DeLightCMU / RSC

This is the official implementation of Self-Challenging Improves Cross-Domain Generalization, ECCV2020
BSD 2-Clause "Simplified" License
160 stars 18 forks source link

Question about the batch part #10

Closed SirRob1997 closed 3 years ago

SirRob1997 commented 3 years ago

The implementation of the batching part seems quite unintuitive for me, maybe you can clear up some of my understanding:

We calculate the before_vector and after_vector which represent the class probabilities for the correct class before and after applying the masking for certain samples inside each batch.
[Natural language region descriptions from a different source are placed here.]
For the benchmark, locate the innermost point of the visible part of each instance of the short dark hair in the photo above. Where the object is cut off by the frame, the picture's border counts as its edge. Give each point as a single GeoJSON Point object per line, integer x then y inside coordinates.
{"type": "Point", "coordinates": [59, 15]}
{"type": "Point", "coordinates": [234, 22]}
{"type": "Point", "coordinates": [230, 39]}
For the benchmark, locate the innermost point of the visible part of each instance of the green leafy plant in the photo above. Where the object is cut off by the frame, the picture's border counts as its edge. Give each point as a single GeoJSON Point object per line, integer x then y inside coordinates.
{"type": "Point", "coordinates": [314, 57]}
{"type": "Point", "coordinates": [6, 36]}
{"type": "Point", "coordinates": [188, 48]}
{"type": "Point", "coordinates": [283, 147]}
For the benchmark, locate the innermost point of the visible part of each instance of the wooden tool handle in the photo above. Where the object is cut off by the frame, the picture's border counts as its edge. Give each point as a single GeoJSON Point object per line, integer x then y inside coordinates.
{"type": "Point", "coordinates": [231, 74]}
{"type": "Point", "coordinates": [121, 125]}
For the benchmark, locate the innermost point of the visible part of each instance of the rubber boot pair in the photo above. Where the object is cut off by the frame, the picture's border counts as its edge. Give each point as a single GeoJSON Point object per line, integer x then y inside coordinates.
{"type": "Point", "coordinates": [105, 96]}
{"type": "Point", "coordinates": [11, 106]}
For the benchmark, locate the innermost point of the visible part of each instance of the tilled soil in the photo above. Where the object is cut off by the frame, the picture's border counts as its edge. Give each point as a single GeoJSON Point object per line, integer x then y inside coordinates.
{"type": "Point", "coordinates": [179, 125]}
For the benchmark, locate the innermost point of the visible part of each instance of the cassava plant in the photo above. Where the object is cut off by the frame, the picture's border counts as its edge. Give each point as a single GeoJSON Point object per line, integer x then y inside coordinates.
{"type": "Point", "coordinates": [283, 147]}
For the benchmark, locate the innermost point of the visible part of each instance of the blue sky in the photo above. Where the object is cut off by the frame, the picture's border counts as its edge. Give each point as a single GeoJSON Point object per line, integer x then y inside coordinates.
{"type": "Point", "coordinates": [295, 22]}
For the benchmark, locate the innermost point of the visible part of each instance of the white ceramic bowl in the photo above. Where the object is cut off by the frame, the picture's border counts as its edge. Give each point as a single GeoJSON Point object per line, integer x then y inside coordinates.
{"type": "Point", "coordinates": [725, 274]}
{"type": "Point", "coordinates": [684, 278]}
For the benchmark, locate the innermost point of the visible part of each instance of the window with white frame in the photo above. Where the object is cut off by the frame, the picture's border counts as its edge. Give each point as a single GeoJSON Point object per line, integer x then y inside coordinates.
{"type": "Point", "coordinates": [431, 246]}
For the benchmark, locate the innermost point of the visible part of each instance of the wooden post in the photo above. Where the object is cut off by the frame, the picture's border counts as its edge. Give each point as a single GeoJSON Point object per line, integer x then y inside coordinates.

Next, we subtract the before_vector from the after_vector which means entries in change_vector represent if the masking makes our classifier more / less certain about the correct class for that specific sample. This is represented by negative (more) and positive (less) values inside change_vector.

We are only interested in the positive values, cases where masking decreases confidence, hence we calculate the threshold for Top-p according to only the positive values as done in L.134 and in L.135.

Next, we check which entries are greater than our threshold in L.136, this yields a binary mask.

This is where my question comes in:

L.137 basically inverts the mask. So instead of reverting the masking for Top-p percentage of samples where it decreases confidence, we are now reverting it for all samples besides Top-p?

Am I correct on this? Why was this done? For self-challenging, applying the masking for Top-p percentage of the samples with negative values seems more intuitive.

Also, while you're at it:

What is the purpose of subtracting 1e-5 in L.133? For me, this seems like a "threshold" (epsilon) i.e. the minimum confidence change to keep the masking. How did the performance change without it? In theory, this would be another hyperparameter

Justinhzy commented 3 years ago

Hi, thanks for your question. L.138 nonzero function inverts the mask again, so it means masking for Top-p percentage of the samples. Do I explain it clearly? About the purpose of subtracting 1e-5, I just try to avoid some corner cases, for example, if change_vector's elements are all zero.